Je résume quelques interventions possibles :

  1. Deux structures mobiles ouvertes, à travers des rails qui pourraient être déplacés de l’intérieur vers l’extérieur. Parfois, elles fonctionnent comme des étapes, parfois, elles pourraient être considérées comme des écrans mobiles. Leur fonction resterait ambiguë. Ces deux structures pourraient être placées à l’intérieur du bâtiment pendant la nuit ou les jours de pluie. Ces formes pour- raient également être placées en partie à l’extérieur. En tant que visiteur, vous devrez marcher sur elles pour passer de l’autre côté. Les structures sont en bois, peintes, il y a de la lumière sur le dessus.
  2. Un auditorium sculptural. Il pourrait être construit comme une tribune, pour s’y as- seoir, ou l’on pourrait y installer des chaises. Cette intervention fonctionnerait de deux façons, de façon sculpturale et comme un lieu fonctionnel pour prendre place, écouter et regarder les événements.
  3. Les couvertures en bois du bassin pourraient être stockées dans l’espace de l’atelier (la salle technique propre et chaude). Elles seraient stockées sur une structure d’étagère sculpturale. Exposer le sol même de l’espace d’exposition aurait pour effet d’amplifier le principe général du projet.
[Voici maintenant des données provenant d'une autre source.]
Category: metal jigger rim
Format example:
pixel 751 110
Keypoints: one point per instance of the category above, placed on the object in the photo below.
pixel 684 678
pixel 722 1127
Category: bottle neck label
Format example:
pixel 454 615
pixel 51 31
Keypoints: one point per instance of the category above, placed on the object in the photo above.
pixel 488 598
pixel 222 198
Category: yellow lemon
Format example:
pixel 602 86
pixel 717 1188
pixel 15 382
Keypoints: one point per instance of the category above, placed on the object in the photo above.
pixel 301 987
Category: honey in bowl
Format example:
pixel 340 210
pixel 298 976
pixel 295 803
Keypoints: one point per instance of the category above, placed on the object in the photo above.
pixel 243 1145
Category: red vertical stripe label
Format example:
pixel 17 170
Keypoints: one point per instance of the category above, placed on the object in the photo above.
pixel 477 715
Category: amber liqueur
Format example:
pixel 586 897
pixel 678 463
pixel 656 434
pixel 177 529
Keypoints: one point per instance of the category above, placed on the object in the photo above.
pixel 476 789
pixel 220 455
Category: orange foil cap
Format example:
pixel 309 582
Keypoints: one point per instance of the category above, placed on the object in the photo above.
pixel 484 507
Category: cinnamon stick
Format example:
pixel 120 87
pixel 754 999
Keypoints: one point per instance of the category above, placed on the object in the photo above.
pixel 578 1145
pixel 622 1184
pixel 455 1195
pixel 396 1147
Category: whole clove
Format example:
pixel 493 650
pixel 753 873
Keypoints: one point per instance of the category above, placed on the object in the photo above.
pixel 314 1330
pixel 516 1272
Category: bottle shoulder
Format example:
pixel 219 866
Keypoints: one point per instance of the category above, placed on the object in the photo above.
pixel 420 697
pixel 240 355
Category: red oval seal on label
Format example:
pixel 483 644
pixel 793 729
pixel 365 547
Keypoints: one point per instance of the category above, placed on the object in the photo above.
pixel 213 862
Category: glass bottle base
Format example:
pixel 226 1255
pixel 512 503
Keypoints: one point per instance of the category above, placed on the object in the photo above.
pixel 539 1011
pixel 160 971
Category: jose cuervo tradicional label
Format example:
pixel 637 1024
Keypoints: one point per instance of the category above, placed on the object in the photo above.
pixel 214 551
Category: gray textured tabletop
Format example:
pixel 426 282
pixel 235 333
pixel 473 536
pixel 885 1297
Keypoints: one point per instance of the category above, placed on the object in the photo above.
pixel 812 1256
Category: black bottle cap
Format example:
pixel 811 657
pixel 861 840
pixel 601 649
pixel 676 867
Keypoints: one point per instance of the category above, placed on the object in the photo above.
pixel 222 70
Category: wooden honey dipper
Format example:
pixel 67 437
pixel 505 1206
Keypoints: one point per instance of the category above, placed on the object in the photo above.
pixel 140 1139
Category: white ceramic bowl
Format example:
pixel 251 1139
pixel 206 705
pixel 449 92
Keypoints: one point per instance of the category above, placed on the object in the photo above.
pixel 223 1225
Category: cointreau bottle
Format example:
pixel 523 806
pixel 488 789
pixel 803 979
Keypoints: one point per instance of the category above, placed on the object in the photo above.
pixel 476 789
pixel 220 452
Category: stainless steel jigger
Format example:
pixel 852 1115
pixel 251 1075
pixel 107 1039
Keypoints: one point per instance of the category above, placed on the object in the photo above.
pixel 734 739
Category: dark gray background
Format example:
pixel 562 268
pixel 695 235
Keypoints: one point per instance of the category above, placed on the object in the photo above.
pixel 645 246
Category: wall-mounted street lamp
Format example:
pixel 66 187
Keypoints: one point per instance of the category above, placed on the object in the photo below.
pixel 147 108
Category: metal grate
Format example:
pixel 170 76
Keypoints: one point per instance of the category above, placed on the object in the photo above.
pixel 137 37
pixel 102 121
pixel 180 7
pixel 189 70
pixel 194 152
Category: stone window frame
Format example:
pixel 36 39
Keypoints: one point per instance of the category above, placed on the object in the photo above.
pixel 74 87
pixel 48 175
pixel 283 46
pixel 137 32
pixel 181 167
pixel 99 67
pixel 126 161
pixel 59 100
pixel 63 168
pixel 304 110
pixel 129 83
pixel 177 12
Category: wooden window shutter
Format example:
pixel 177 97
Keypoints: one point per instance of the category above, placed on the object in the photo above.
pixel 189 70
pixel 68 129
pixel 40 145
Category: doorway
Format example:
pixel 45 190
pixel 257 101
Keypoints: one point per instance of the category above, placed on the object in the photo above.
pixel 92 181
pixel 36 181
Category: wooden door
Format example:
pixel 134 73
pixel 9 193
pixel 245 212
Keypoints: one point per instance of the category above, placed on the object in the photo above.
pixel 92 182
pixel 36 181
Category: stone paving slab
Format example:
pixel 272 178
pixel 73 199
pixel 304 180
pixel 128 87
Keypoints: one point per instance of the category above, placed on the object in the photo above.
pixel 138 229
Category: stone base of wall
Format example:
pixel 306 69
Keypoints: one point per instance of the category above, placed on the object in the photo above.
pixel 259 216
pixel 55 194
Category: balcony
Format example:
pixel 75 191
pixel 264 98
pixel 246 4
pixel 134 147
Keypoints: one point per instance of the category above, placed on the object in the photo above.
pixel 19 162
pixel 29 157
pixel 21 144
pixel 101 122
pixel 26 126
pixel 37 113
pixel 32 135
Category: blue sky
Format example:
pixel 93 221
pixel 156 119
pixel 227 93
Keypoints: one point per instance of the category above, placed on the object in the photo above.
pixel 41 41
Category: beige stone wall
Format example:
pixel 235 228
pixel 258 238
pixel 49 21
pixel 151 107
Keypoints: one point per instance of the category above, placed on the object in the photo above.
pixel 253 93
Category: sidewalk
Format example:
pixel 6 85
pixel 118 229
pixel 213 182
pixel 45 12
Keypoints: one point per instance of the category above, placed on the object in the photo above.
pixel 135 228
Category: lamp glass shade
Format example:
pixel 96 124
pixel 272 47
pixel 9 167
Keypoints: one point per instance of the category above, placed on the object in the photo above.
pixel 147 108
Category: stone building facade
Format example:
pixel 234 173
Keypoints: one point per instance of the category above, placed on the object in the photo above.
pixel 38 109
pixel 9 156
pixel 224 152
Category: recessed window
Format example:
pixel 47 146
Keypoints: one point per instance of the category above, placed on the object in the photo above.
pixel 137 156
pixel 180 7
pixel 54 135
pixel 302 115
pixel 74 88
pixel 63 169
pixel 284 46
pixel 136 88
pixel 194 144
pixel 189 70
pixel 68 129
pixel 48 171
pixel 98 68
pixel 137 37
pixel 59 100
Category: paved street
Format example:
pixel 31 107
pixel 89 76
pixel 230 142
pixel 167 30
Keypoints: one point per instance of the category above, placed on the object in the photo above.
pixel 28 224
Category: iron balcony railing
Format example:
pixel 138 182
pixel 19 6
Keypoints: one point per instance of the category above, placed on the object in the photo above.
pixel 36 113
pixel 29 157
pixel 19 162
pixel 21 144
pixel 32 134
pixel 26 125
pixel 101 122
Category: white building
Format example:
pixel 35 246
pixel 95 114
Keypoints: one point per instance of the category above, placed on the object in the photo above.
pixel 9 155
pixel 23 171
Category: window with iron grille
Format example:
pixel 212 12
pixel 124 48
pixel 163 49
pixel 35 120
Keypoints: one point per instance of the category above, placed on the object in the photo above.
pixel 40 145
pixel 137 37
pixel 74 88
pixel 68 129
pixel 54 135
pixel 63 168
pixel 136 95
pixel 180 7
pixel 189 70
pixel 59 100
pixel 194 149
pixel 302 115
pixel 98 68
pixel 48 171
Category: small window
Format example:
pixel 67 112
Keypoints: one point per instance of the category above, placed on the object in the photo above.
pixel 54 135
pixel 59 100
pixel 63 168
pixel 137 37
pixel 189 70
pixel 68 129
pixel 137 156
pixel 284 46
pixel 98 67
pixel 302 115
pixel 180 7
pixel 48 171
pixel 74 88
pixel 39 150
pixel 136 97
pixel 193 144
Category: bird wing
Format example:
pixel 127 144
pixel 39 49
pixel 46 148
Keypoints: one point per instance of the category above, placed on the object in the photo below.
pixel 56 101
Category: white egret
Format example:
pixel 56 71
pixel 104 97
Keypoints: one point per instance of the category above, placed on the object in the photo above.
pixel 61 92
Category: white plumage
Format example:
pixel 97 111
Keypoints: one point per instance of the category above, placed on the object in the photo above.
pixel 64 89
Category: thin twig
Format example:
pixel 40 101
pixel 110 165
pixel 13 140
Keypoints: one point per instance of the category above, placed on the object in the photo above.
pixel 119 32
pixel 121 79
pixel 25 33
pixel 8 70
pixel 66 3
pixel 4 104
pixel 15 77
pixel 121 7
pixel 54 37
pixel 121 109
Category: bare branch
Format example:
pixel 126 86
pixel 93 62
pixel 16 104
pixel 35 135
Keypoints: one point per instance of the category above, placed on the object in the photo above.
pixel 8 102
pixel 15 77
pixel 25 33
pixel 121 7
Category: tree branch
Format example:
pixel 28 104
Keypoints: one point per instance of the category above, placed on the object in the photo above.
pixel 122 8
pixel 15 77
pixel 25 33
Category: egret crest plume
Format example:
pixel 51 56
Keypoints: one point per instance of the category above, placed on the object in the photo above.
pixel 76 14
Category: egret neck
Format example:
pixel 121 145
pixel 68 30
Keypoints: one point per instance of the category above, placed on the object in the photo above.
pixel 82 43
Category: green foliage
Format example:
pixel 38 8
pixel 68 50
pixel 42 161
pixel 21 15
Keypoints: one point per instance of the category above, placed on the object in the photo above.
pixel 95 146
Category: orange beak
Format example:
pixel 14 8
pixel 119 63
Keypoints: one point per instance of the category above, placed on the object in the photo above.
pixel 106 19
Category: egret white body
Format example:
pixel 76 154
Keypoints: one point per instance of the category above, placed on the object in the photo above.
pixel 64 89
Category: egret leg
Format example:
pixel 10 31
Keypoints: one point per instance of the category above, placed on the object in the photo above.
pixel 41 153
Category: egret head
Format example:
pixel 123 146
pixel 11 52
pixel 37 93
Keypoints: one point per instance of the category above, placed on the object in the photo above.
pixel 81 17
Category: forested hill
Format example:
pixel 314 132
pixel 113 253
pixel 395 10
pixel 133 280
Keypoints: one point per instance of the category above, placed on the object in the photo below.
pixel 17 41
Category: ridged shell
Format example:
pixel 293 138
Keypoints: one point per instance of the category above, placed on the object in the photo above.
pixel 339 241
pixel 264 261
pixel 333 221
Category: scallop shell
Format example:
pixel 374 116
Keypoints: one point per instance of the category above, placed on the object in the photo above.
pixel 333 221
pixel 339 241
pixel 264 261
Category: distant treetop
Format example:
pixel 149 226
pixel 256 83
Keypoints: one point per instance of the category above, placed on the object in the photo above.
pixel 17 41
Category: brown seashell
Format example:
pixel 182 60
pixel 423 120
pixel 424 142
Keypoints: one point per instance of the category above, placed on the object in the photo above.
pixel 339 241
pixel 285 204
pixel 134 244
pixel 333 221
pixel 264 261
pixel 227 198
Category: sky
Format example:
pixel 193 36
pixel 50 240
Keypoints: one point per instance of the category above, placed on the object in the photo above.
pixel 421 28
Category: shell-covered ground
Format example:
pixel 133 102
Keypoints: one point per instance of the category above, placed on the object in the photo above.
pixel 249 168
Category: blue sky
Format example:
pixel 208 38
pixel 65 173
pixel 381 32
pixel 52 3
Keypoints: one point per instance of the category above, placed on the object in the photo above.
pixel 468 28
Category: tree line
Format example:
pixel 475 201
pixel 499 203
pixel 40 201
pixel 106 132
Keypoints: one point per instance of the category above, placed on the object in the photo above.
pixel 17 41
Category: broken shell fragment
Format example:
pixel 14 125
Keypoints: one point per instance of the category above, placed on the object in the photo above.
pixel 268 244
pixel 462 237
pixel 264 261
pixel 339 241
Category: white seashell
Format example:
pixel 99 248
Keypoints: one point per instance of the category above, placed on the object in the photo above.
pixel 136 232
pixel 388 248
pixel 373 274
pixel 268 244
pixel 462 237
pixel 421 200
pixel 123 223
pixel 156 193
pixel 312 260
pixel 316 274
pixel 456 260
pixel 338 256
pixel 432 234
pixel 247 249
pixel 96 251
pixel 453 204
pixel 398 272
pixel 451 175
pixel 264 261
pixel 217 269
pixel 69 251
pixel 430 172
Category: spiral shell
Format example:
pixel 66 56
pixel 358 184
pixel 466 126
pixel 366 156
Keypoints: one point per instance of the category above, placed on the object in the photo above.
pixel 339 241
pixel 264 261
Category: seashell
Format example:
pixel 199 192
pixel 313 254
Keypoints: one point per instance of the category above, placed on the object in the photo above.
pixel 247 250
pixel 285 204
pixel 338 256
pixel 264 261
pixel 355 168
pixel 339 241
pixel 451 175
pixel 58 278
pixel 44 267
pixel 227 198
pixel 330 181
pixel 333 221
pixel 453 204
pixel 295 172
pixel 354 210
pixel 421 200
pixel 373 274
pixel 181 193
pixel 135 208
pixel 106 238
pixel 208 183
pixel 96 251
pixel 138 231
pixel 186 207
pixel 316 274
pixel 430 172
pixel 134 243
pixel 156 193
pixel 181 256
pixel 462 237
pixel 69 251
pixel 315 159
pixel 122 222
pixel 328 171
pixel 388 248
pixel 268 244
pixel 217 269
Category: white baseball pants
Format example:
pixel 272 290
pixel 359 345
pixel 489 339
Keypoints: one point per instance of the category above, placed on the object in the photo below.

Dans les espaces de rangement du centre d’art, le plancher – comme display – serait exposé…
  4. Les cuves de la salle principale seraient alors ouvertes. Une structure d’affichage serait créée de manière à s’insérer dans les cuves. Les structures seraient partiellement enterrées et partiellement au-dessus de la surface du sol. Le dessus pourrait être recouvert de verre; ce dispositif reprenant un moyen archéologique de conservation, d’exposition.
  5. À l’arrière du bâtiment, là où la structure pourrait venir se placer à l’extérieur (cf. l’intervention 1) serait construite une sorte de plate-forme. Ce serait un point de rencontre, un lieu où les gens se ras- semblent, boivent, mangent…
  6. Dans la Grande halle se trouveraient quelques structures mobiles et des cubes d’affichage avec un principe d’éclairage similaire à celui de l’intervention 1.
  7. Dans la Grande halle, des murs comporteraient des affiches et des publicités fictives. Elles renverraient à certains événements artistiques ou à d’autres manifestations liées au lieu. Certains reprendraient des interventions historiques sur le bâtiment, d’autres suggéreraient des possibilités pour l’avenir. (Voir projet de l’artiste intitulé FEAK, The Fondation for Exhibiting Art And Knowledge).
  8. …Un coin avec du matériel d’archives, un affichage disponible dès le début de l’exposition dont les contenus (photos et documents) seraient ajoutés au fur et à mesure … Pendant l’ouverture de la Biennale d’architecture notamment.
  9. Des signalétiques directionnelles et d’orientation marquées sur le terrain (perspective industrielle)…
  10. …Deux bureaux de réception circulaires (en tant que sculptures) disposés côté parvis…
  11. …Un programme événementiel…

Comme vous le comprenez sans doute, ces interventions font référence à certaines fonctions au sein d’un centre d’art. Et vous pourriez effectivement comprendre toutes ces interventions comme des éléments schématiques, des paramètres de contexte de l’exposition.